I conduct a standard regression analysis of some dependent variable $$Y$$ and some independent variables $$x_1, \ldots, x_n$$. I run multiple regressions/nested models (in R):

model0 <- lm(Y ~ 1, data=mydata) # just the intercept
model1 <- lm(Y ~ 1 + x1, data=mydata)
model2 <- lm(Y ~ 1 + x1 + x2, data=mydata)
...
modeln <- lm(Y ~ 1 + x1 + x2 + ... + xn, data=mydata)


Then, I can choose the best model by ANOVA:

anova(model0, model1, model2, ..., modeln)


I choose the biggest model that is significantly different from the more simple model before, if all simpler models were significantly different, too. (e.g if model1, model2 are significant, model3 not, but model4 is significant again, I still choose model 2)

This might be vulnerable to some observations that are irregular, or the chosen model might not generalize well to unseen data. That's why I thought about using k-fold cross-validation (sampling on the observations) and run this nested model ANOVA on the k cross-validation folds. Then I would save the ANOVA results and choose the biggest model which was significant in all k cross-validation runs.

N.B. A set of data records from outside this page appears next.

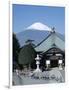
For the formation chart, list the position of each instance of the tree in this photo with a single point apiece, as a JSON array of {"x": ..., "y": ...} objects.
[
  {"x": 27, "y": 55},
  {"x": 16, "y": 48}
]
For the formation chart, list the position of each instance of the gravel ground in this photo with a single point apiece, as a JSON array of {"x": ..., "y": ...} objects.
[{"x": 26, "y": 80}]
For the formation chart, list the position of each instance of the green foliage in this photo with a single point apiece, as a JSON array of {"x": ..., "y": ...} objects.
[{"x": 27, "y": 55}]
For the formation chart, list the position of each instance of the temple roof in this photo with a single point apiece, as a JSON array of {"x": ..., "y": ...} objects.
[{"x": 53, "y": 38}]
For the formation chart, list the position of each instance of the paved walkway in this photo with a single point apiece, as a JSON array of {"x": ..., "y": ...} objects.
[{"x": 25, "y": 80}]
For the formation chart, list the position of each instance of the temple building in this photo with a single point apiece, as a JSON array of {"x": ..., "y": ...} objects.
[{"x": 52, "y": 48}]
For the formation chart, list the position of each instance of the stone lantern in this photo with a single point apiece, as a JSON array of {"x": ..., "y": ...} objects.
[
  {"x": 37, "y": 63},
  {"x": 47, "y": 63},
  {"x": 60, "y": 62}
]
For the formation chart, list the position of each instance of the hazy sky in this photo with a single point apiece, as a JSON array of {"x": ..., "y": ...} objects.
[{"x": 25, "y": 15}]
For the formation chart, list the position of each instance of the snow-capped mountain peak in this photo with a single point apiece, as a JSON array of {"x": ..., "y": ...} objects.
[{"x": 39, "y": 26}]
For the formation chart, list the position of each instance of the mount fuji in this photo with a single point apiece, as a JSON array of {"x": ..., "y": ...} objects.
[{"x": 37, "y": 32}]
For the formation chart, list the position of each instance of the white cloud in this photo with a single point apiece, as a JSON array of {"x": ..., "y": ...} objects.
[{"x": 39, "y": 26}]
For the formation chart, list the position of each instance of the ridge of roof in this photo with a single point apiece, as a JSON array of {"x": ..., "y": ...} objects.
[{"x": 43, "y": 40}]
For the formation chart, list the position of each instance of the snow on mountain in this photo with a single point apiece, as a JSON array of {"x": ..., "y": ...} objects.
[{"x": 39, "y": 26}]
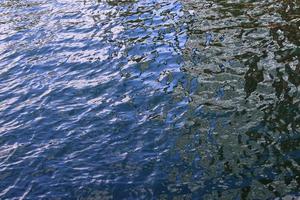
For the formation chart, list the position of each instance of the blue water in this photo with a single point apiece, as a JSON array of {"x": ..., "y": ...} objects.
[{"x": 149, "y": 99}]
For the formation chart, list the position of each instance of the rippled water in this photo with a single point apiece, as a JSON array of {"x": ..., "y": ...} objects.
[{"x": 149, "y": 99}]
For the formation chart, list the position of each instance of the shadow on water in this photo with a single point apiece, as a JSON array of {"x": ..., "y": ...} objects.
[
  {"x": 242, "y": 135},
  {"x": 149, "y": 99}
]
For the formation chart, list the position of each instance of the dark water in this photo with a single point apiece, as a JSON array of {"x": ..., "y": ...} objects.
[{"x": 149, "y": 99}]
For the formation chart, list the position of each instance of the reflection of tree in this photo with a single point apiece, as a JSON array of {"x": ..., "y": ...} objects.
[{"x": 242, "y": 142}]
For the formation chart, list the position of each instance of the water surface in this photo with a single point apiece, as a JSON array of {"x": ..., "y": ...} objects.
[{"x": 149, "y": 99}]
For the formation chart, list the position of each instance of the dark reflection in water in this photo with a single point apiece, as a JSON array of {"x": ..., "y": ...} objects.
[
  {"x": 149, "y": 99},
  {"x": 242, "y": 69}
]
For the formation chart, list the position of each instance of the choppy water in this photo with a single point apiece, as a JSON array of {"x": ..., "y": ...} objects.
[{"x": 149, "y": 99}]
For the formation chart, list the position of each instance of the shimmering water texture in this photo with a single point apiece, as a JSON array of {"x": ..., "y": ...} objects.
[{"x": 149, "y": 99}]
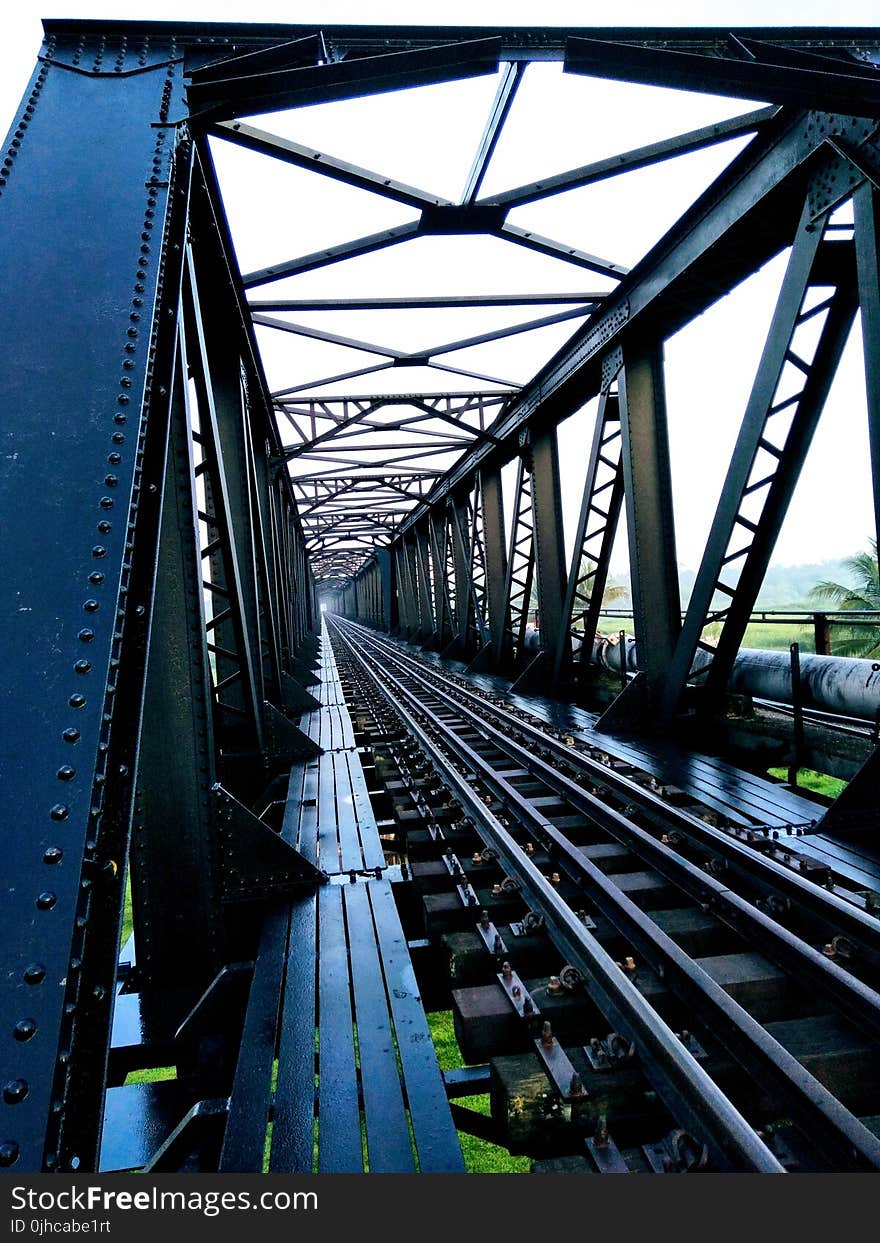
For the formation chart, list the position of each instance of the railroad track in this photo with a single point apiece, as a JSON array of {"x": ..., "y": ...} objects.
[{"x": 669, "y": 927}]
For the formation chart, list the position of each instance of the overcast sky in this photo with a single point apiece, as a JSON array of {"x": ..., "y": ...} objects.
[{"x": 710, "y": 366}]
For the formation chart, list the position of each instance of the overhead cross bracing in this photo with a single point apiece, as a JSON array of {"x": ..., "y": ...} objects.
[{"x": 341, "y": 445}]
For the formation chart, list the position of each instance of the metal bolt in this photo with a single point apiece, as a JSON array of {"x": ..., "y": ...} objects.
[
  {"x": 15, "y": 1090},
  {"x": 9, "y": 1152}
]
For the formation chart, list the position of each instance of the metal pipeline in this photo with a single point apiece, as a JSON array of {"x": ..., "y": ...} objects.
[{"x": 829, "y": 684}]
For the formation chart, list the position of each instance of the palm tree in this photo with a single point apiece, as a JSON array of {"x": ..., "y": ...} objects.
[{"x": 861, "y": 594}]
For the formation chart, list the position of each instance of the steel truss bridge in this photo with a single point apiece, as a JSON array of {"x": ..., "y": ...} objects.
[{"x": 333, "y": 825}]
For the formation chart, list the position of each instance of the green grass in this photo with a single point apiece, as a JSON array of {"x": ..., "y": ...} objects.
[
  {"x": 152, "y": 1075},
  {"x": 480, "y": 1156},
  {"x": 758, "y": 634},
  {"x": 820, "y": 783},
  {"x": 127, "y": 912}
]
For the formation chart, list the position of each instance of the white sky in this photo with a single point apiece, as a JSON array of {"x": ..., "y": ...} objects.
[{"x": 710, "y": 366}]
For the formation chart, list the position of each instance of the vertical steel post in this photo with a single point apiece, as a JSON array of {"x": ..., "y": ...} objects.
[
  {"x": 866, "y": 214},
  {"x": 550, "y": 543},
  {"x": 496, "y": 552},
  {"x": 650, "y": 523},
  {"x": 73, "y": 395}
]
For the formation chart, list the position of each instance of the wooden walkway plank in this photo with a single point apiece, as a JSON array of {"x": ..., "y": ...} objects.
[
  {"x": 388, "y": 1140},
  {"x": 339, "y": 1150},
  {"x": 293, "y": 1129},
  {"x": 245, "y": 1137},
  {"x": 435, "y": 1135}
]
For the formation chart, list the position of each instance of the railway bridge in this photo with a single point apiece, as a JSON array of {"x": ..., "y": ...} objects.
[{"x": 312, "y": 724}]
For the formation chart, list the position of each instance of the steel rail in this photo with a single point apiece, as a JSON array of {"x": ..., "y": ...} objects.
[
  {"x": 843, "y": 1137},
  {"x": 840, "y": 914},
  {"x": 687, "y": 1090},
  {"x": 859, "y": 1002}
]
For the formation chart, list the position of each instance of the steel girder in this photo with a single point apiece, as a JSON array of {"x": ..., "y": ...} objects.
[{"x": 116, "y": 720}]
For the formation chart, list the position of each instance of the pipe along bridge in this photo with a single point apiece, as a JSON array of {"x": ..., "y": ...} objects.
[{"x": 288, "y": 770}]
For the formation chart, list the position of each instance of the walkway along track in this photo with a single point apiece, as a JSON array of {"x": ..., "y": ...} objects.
[{"x": 517, "y": 786}]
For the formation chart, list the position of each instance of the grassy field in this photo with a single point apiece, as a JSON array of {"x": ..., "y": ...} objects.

Is this a valid procedure? (LASSO cross-validation does something similar, but there the variables are not ordered and one chooses the penalty hyperparameter for the final model.)

PS: My variables are actually grouped and I include one group at a time in the nesting procedure. Group 1 is just time as a variable, groups afterwards consist of multiple variables. The last group consists of interaction effects between time and the other variables.